It’s strangely gratifying when a design or craft tradition thought to have arisen autochthonous in one place and from one people turns out to have a far more mongrel origin. In my experience, when looking at artisanal and other design, it seems that cultural borrowing and hybridity are overwhelmingly the rule rather than the exception and purity has nothing to do with it. Despite this, craft and folk culture are so often associated with the idea of pure, rigid tradition and regional authenticity. I don’t really like the idea of cultural purity, for obvious reasons (German folk tales!), but regardless of my qualms about mobilizing cultural forms for nationalist or sectarian reasons, it seems that historically it’s more accurate to look at textile traditions as wildly impure, hybrid and constantly inventive. If you travel overland from India to Europe you notice how gradually traditions and techniques change, and then there are more complicated connections often having to do with trade.
It was very interesting to learn that rya rugs, the well-known traditional Scandinavian style of knotted pile rugs, actually have their roots in 9th-10th century Viking trade with the Byzantine Empire. After Viking merchants brought Turkish carpets home to Norway, the middle eastern method of knotting pile was slowly adapted by across the Nordic countries, first for practical purposes and then later on for ceremonial uses. The earliest use was in protective wraps used by Norwegian sailors, seal hunters and fisherman, usually in monochromatic colours such as black, white, cream and pale yellow.
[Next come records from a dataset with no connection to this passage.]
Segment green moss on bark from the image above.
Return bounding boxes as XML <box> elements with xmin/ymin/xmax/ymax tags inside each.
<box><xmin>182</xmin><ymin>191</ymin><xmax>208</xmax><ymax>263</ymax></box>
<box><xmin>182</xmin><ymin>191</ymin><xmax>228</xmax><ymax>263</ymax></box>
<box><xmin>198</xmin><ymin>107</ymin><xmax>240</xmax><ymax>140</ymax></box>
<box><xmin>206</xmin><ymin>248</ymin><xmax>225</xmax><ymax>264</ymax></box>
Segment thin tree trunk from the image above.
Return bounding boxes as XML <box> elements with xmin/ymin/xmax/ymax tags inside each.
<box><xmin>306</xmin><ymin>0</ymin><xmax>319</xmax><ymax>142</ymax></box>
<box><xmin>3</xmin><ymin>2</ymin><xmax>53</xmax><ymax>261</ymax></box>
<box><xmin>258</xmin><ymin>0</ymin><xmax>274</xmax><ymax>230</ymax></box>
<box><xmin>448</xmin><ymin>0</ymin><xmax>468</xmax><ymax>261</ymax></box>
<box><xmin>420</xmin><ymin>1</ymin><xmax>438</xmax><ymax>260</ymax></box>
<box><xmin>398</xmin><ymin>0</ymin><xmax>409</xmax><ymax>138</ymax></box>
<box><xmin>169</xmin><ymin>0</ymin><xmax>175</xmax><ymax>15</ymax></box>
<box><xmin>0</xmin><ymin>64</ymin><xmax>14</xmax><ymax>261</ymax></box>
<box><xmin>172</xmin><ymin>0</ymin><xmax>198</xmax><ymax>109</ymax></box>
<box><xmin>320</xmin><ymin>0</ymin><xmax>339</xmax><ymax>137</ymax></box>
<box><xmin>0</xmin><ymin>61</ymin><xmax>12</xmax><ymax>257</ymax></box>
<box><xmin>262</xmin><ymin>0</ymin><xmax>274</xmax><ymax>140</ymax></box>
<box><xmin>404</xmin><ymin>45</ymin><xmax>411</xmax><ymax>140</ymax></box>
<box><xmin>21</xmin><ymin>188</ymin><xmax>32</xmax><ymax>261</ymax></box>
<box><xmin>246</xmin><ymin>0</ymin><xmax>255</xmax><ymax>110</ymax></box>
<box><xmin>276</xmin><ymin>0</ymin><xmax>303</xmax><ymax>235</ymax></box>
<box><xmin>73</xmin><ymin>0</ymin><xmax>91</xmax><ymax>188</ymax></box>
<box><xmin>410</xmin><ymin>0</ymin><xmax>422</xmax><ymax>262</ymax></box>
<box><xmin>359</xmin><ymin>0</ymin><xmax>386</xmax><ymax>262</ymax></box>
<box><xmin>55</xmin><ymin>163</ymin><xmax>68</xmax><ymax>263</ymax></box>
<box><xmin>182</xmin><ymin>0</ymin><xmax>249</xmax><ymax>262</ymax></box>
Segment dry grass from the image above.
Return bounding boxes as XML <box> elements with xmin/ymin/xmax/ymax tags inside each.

Eventually, less heavy versions were used as blankets and bedding in the home, with the blankets used pile-side-down (see bed below) for warmth. The use of colour and of bolder motifs appeared much later, most markedly in Finland where decorative ceremonial rugs were used in the wedding ceremony and then hung in the home to commemorate the marriage. This style of rya, which reached a peak of skill and artistic boldness in the late 1800s, was resuscitated during the 1960s and 70s Finnish design revival and is what most people think of when they hear the term rya rug.
As an interesting aside, the tulip, that distinctively Dutch flower, also originated in Turkey.
Above: Rya rug dated 1877, from the shop of Igor Ilkka Honkanen in Finland. This one clearly mimics traditional Turkish carpet motifs. Below: 1960s vintage rya rug which very obviously mimics the style of Berber rugs from North Africa.